O ex-presidente da OAB, Omar Coelho, foi escolhido para cumprir o papel de candidato oficial, e Nonô recebeu um prêmio de consolação, ficando como articulador da campanha do senador Aécio Neves (PSDB/MG) no Nordeste. Téo Vilela foi o principal responsável pela ida do DEM para a coligação de Biu de Lira.A candidatura de Eduardo Tavares é, mais do que antes, apenas para cumprir as tarefas de servir ao PSDB e constituir um palanque para Aécio Neves, viabilizando a candidatura do sobrinho do governador, Pedro Vilela, que disputará uma cadeira na Câmara Federal.

Pedro Vilela busca uma “eleição casada”: um extraordinário acordo com o presidente do Senado, Renan Calheiros (PMDB) para que alguns prefeitos pemedebistas peçam votos para o sobrinho de Vilela, além de uma composição dentro de casa. Nas previsões mais otimistas, Pedro Vilela teria 100 mil votos, não se elegendo a federal. Contaria com a candidatura de Rogério Teófilo, atraindo o palanque de Arapiraca, que garanteria 40 mil votos.  Pedro Vilela teria ainda o apoio de Galba Neto, filho do ex-presidente da Câmara, Galba Novaes (PRB).  Pelo bairro do Tabuleiro dos Martins, pegariam-se 20 mil votos. Apertado, Pedro Vilela passaria pelo gargalo federal, continuando a tradição da família: a terceira geração na política, começando com o avô, Teotônio, líder das Diretas Já e senador.
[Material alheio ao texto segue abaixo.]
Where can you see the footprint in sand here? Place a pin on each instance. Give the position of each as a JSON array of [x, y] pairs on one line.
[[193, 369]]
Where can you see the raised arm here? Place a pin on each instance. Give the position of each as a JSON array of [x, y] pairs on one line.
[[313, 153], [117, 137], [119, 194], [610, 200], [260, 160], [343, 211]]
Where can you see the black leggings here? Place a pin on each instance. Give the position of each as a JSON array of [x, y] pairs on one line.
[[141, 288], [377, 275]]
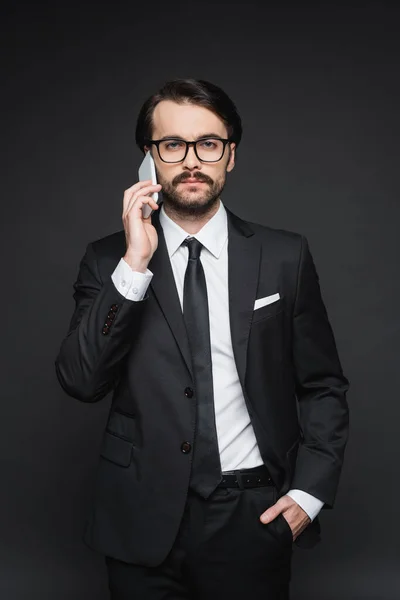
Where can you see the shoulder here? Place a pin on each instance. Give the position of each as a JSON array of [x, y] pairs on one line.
[[283, 242]]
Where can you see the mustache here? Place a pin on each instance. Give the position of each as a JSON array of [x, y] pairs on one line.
[[198, 176]]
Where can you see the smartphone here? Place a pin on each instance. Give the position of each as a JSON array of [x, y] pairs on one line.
[[147, 170]]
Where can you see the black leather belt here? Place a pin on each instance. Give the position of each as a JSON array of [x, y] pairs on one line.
[[245, 478]]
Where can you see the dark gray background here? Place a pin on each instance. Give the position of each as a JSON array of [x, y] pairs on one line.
[[318, 90]]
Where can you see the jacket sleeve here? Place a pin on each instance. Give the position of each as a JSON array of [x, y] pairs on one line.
[[320, 389], [101, 333]]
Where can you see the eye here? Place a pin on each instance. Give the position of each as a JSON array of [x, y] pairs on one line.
[[173, 145], [208, 144]]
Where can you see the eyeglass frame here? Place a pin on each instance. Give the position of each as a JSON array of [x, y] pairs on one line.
[[156, 143]]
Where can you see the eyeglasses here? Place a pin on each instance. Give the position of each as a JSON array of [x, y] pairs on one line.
[[173, 150]]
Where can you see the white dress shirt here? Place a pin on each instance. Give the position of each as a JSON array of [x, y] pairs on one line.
[[236, 439]]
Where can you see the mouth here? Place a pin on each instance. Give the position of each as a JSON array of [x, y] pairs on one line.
[[192, 181]]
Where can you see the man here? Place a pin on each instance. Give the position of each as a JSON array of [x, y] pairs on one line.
[[229, 420]]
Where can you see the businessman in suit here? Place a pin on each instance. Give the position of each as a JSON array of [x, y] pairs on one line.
[[229, 420]]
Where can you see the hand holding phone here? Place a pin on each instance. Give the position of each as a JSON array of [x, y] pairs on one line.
[[147, 170]]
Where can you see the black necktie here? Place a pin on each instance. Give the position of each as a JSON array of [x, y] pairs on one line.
[[206, 466]]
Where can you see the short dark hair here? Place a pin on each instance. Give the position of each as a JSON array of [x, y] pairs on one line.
[[193, 91]]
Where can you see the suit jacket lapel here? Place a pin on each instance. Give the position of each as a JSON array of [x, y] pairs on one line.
[[164, 288], [244, 254]]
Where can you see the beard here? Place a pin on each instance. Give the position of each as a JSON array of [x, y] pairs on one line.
[[194, 202]]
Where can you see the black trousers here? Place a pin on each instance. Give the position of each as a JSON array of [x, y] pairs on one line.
[[222, 550]]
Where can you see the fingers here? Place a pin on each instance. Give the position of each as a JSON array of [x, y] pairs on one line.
[[138, 186], [273, 511], [135, 197]]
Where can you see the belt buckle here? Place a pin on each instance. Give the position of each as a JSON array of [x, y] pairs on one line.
[[239, 479]]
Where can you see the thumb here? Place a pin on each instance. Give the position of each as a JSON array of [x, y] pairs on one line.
[[271, 514]]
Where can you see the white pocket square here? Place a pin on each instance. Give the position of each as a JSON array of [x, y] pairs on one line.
[[267, 300]]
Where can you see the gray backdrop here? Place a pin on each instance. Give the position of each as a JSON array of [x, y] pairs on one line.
[[318, 90]]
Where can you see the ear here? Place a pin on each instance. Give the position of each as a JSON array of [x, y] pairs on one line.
[[231, 161]]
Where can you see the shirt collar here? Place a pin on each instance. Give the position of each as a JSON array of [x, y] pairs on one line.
[[212, 235]]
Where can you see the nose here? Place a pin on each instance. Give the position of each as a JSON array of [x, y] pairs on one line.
[[191, 161]]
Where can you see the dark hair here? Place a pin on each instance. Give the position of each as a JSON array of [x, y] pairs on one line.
[[192, 91]]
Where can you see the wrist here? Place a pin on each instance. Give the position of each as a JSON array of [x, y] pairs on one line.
[[136, 264]]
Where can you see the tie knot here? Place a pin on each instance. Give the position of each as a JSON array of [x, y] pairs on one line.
[[194, 248]]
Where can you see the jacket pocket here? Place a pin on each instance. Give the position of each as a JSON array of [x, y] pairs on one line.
[[269, 310], [116, 449]]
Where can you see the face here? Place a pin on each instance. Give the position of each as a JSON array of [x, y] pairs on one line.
[[190, 122]]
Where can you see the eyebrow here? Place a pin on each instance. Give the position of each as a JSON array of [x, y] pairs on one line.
[[200, 137]]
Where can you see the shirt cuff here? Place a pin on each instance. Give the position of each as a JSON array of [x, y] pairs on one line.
[[131, 284], [310, 504]]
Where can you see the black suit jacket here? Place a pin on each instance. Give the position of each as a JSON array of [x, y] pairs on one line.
[[286, 360]]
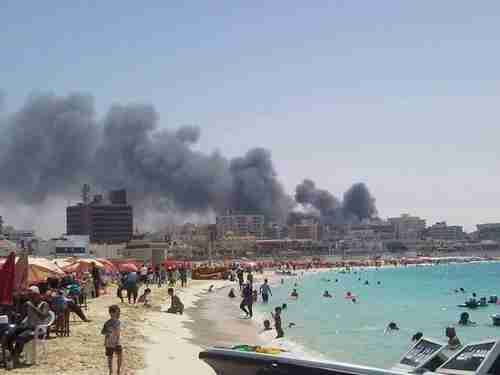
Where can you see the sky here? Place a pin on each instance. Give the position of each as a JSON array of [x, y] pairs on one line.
[[401, 95]]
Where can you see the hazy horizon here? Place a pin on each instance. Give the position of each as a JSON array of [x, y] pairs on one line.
[[400, 96]]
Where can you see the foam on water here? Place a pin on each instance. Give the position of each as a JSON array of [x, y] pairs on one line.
[[416, 298]]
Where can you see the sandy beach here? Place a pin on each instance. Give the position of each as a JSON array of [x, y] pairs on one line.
[[174, 341], [153, 340]]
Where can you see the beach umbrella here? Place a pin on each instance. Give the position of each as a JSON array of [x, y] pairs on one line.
[[127, 267], [63, 262], [7, 246], [7, 278], [22, 272], [108, 265]]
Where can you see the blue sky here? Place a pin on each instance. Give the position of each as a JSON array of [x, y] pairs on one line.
[[401, 95]]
PRB - Depois de alguns contatos de última hora - mas sem demonstrar muito esforço - Téo Vilela conseguiu atrair o PRB, partido de  Galba Novaes, para compor uma das chapas governistas que, espera, estejam juntas no segundo turno contra o PMDB, mantendo o acordo para eleger Pedro Vilela. O governador vai além e dá uma rasteira também em Collor: o PRB indicou como suplente seu primo, Euclydes Mello.

O senador trabalhista faz então uma mudança em seus suplentes, resposta aos tucanos: coloca dois ex-prefeitos na suplência, com papel de destaque no Sertão (Renilde Bulhões, ex-prefeita de Santana do Ipanema) e Agreste (Severino Leão, ex-prefeito de Arapiraca).No lado tucano, Téo também tentou atair o PSD do deputado federal João Lyra e do deputado estadual Dudu Hollanda - que sonha em ser federal, mas deve ficar na Assembleia Legislativa,  na chapa de ET, provando que não existe “um jeito novo de fazer política”.A candidatura tucana será apenas para constar, sem chances reais de participar da disputa, como previu José Thomaz Nonô. Para valer é a candidatura do PP,  o Plano “B” de Vilela.